How much ice (in grams) be added to lower the temperature of 355 mL of water from 25 ∘C to 5 ∘C ? (Assume the following: the density of water is 1.0 g/mL, the ice is at 0 ∘C, the heat of fusion of ice is 6.02 kJ/mol, and the volume of water produced by the melting ice is negligible.)

First, let's determine how much heat energy (Q) will be required to lower the temperature of water from 25°C to 5°C.

The formula to calculate heat energy is:

Q = m * c * ΔT

Where m is the mass of water, c is the specific heat capacity of water, which is 4.18 J/g°C, and ΔT is the change in temperature.

First, we need to convert the volume of water (355 mL) to mass. Since the density of water is 1.0 g/mL, the mass of water is:

m = 355 mL * 1.0 g/mL = 355 g

Now, let's find the change in temperature:

ΔT = T_final - T_initial = 5°C - 25°C = -20°C

Now we can calculate the heat energy:

Q = m * c * ΔT = 355 g * 4.18 J/g°C * (-20°C) = -29666 J

Now, we need to determine how many grams of ice will be required to absorb this heat energy.
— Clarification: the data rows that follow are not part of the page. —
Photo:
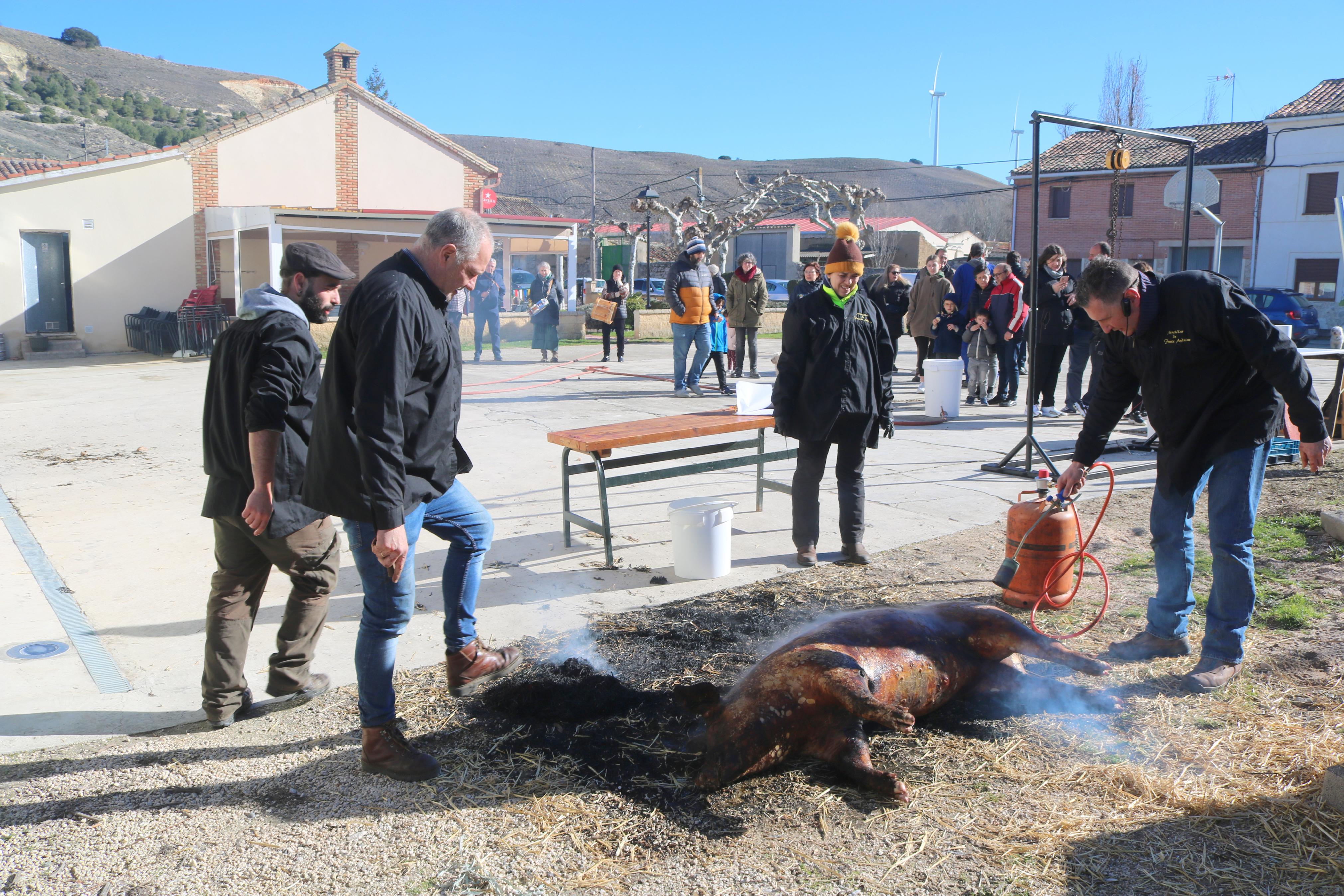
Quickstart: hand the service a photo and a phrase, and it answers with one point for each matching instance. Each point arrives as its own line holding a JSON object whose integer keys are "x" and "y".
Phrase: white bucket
{"x": 702, "y": 538}
{"x": 943, "y": 387}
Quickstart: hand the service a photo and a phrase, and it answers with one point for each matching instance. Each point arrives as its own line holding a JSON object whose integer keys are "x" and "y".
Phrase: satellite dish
{"x": 1205, "y": 192}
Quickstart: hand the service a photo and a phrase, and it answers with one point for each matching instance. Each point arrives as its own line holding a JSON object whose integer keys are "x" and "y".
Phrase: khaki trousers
{"x": 311, "y": 558}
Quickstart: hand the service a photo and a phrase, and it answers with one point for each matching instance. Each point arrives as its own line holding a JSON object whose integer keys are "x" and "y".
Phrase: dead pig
{"x": 889, "y": 667}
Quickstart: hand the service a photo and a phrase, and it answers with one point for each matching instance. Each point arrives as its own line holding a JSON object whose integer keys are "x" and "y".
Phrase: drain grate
{"x": 37, "y": 649}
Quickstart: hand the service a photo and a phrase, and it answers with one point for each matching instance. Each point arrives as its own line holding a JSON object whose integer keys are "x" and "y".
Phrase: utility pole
{"x": 593, "y": 217}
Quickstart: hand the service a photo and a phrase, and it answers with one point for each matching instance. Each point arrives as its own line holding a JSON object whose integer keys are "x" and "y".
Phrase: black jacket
{"x": 487, "y": 293}
{"x": 1054, "y": 318}
{"x": 550, "y": 299}
{"x": 385, "y": 429}
{"x": 834, "y": 360}
{"x": 264, "y": 375}
{"x": 1211, "y": 367}
{"x": 894, "y": 302}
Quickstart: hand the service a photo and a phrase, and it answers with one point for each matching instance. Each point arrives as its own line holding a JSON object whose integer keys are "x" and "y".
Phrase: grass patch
{"x": 1136, "y": 563}
{"x": 1283, "y": 538}
{"x": 1292, "y": 613}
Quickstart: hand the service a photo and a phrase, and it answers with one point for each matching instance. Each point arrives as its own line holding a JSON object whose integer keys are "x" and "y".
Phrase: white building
{"x": 82, "y": 245}
{"x": 1299, "y": 244}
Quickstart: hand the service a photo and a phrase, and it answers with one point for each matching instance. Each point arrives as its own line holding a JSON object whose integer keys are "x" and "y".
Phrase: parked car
{"x": 1288, "y": 307}
{"x": 658, "y": 287}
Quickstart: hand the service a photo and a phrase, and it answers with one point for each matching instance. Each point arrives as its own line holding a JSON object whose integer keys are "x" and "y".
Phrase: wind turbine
{"x": 936, "y": 108}
{"x": 1017, "y": 132}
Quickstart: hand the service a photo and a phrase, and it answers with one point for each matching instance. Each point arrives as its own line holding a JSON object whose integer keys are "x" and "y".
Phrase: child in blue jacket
{"x": 947, "y": 331}
{"x": 718, "y": 342}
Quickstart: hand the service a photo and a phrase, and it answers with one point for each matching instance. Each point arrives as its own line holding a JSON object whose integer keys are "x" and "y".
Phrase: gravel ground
{"x": 570, "y": 777}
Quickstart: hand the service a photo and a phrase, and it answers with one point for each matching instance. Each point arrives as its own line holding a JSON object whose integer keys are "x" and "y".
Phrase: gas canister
{"x": 1041, "y": 533}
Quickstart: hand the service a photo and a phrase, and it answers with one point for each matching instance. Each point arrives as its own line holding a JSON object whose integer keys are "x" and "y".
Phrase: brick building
{"x": 1077, "y": 189}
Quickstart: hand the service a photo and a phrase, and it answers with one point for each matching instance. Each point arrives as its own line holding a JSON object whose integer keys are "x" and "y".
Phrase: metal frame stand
{"x": 1029, "y": 443}
{"x": 760, "y": 458}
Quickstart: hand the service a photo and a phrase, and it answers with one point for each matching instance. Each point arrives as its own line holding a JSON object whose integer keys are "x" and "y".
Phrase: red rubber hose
{"x": 1081, "y": 555}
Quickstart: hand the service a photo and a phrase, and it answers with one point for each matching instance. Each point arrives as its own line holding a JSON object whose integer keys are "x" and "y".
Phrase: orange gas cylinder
{"x": 1039, "y": 534}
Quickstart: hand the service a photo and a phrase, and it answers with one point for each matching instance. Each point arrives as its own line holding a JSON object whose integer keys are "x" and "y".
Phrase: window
{"x": 1218, "y": 207}
{"x": 1320, "y": 192}
{"x": 1127, "y": 201}
{"x": 1202, "y": 258}
{"x": 1059, "y": 199}
{"x": 1316, "y": 277}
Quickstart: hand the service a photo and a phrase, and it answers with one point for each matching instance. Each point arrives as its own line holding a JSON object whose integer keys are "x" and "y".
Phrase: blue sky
{"x": 748, "y": 80}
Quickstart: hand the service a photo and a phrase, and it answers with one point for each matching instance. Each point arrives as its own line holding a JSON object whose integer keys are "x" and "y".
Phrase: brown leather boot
{"x": 857, "y": 554}
{"x": 388, "y": 753}
{"x": 471, "y": 666}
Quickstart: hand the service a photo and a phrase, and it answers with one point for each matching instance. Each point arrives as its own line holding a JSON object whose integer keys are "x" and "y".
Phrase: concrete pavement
{"x": 103, "y": 460}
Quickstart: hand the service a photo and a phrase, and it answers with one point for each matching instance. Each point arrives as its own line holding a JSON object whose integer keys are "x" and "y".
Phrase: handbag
{"x": 604, "y": 311}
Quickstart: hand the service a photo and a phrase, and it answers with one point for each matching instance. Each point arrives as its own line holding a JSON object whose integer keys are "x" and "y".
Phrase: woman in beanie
{"x": 834, "y": 387}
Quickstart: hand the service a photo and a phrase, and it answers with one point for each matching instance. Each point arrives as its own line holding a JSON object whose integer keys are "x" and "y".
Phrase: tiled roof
{"x": 290, "y": 105}
{"x": 23, "y": 167}
{"x": 518, "y": 206}
{"x": 1322, "y": 100}
{"x": 19, "y": 167}
{"x": 1229, "y": 143}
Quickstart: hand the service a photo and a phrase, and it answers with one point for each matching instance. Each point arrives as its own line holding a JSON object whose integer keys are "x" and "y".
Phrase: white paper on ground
{"x": 755, "y": 398}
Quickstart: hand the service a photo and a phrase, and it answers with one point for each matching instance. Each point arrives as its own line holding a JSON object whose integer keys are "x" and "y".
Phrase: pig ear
{"x": 702, "y": 698}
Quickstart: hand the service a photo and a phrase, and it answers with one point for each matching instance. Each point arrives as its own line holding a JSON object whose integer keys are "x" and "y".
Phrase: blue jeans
{"x": 683, "y": 335}
{"x": 459, "y": 519}
{"x": 494, "y": 320}
{"x": 1234, "y": 485}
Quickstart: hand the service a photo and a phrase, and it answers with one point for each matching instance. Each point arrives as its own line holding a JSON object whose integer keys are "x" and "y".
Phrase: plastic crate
{"x": 1284, "y": 450}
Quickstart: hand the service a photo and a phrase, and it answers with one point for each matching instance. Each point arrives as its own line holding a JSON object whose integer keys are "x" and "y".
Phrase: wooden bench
{"x": 600, "y": 441}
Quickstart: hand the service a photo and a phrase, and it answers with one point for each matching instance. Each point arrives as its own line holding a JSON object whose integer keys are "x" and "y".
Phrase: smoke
{"x": 581, "y": 645}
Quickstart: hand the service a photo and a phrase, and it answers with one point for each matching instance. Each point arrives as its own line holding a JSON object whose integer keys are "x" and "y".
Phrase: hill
{"x": 558, "y": 177}
{"x": 50, "y": 90}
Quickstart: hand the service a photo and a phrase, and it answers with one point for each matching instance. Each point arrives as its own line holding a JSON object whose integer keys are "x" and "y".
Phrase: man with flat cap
{"x": 260, "y": 395}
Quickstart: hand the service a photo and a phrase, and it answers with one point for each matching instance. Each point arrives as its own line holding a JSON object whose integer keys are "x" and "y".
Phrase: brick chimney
{"x": 342, "y": 64}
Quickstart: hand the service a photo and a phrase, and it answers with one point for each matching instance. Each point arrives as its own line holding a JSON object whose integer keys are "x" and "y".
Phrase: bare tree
{"x": 717, "y": 222}
{"x": 1123, "y": 96}
{"x": 1210, "y": 105}
{"x": 1066, "y": 112}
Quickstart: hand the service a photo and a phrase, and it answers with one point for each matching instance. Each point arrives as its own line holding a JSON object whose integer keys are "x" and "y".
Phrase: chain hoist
{"x": 1117, "y": 160}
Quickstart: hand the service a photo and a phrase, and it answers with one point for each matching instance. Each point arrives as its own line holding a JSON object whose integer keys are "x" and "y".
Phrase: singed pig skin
{"x": 888, "y": 666}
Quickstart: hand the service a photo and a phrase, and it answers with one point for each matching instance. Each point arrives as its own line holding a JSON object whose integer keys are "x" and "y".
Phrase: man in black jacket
{"x": 834, "y": 387}
{"x": 261, "y": 389}
{"x": 1213, "y": 370}
{"x": 386, "y": 460}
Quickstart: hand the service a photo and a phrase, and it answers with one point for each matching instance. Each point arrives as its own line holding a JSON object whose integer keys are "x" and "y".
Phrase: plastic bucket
{"x": 943, "y": 387}
{"x": 702, "y": 538}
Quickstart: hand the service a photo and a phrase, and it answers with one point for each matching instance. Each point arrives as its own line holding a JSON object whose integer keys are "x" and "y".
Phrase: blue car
{"x": 1288, "y": 307}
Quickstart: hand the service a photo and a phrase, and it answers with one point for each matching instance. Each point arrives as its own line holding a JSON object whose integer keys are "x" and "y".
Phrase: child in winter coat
{"x": 720, "y": 342}
{"x": 947, "y": 331}
{"x": 980, "y": 339}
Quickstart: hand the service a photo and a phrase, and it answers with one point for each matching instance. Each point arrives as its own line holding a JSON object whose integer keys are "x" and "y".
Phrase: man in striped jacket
{"x": 1009, "y": 314}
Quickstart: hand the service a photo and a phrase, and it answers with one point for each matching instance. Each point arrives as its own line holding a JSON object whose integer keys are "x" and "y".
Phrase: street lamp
{"x": 648, "y": 192}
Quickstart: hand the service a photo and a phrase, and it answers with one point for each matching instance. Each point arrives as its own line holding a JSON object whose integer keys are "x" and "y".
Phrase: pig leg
{"x": 847, "y": 750}
{"x": 1039, "y": 694}
{"x": 850, "y": 687}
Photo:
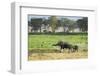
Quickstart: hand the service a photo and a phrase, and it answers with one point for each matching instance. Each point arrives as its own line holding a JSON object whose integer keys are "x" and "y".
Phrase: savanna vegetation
{"x": 41, "y": 40}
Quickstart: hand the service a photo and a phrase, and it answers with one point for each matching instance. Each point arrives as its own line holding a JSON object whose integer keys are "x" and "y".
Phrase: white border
{"x": 19, "y": 39}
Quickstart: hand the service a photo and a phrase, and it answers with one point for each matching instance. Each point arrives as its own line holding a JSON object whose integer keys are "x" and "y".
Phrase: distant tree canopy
{"x": 36, "y": 23}
{"x": 54, "y": 22}
{"x": 83, "y": 24}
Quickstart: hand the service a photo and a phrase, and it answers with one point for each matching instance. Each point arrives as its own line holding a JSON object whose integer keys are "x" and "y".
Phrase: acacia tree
{"x": 53, "y": 23}
{"x": 70, "y": 24}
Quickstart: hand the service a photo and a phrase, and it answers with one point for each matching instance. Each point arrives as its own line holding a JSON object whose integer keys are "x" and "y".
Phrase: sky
{"x": 46, "y": 17}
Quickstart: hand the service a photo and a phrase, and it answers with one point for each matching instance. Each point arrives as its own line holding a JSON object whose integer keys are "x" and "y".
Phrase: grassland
{"x": 40, "y": 46}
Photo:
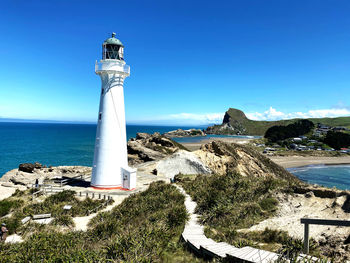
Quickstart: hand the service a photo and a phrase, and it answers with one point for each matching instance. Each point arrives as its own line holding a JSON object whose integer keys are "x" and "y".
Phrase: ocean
{"x": 56, "y": 143}
{"x": 325, "y": 175}
{"x": 73, "y": 144}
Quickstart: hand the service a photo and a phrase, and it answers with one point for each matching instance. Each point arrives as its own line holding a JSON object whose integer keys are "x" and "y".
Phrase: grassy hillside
{"x": 237, "y": 120}
{"x": 228, "y": 203}
{"x": 146, "y": 227}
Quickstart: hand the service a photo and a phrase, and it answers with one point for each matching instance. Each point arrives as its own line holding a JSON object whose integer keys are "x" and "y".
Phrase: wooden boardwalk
{"x": 194, "y": 236}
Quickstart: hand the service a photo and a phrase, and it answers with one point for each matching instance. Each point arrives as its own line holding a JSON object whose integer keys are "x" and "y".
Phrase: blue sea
{"x": 73, "y": 144}
{"x": 325, "y": 175}
{"x": 55, "y": 143}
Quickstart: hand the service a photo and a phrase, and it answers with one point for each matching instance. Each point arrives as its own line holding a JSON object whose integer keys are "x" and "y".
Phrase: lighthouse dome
{"x": 113, "y": 41}
{"x": 112, "y": 48}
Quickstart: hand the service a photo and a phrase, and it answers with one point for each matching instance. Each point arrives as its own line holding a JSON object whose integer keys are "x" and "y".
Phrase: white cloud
{"x": 273, "y": 114}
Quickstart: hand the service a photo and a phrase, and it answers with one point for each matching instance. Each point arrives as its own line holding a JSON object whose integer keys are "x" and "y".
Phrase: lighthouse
{"x": 110, "y": 167}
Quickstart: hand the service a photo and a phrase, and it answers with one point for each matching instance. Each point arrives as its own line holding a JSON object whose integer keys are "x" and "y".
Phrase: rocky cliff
{"x": 184, "y": 133}
{"x": 223, "y": 158}
{"x": 235, "y": 122}
{"x": 151, "y": 147}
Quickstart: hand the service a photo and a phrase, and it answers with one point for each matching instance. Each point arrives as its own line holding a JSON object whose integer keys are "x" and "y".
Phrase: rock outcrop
{"x": 183, "y": 162}
{"x": 236, "y": 122}
{"x": 223, "y": 158}
{"x": 151, "y": 147}
{"x": 184, "y": 133}
{"x": 26, "y": 167}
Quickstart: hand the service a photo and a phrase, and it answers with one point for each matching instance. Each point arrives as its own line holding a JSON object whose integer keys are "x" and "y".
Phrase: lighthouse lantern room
{"x": 110, "y": 168}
We know the heat of fusion of ice is 6.02 kJ/mol. First, let's convert this to J/g. The molar mass of water is 18.015 g/mol, so:

Heat of fusion = (6.02 kJ/mol) * (1000 J/kJ) / (18.015 g/mol) = 334.19 J/g

Now we can calculate the mass of ice:

m_ice = Q / Heat of fusion = -29666 J / 334.19 J/g ≈ 88.8 g

So, you would need to add approximately 88.8 grams of ice to lower the temperature of 355 mL of water from 25°C to 5°C.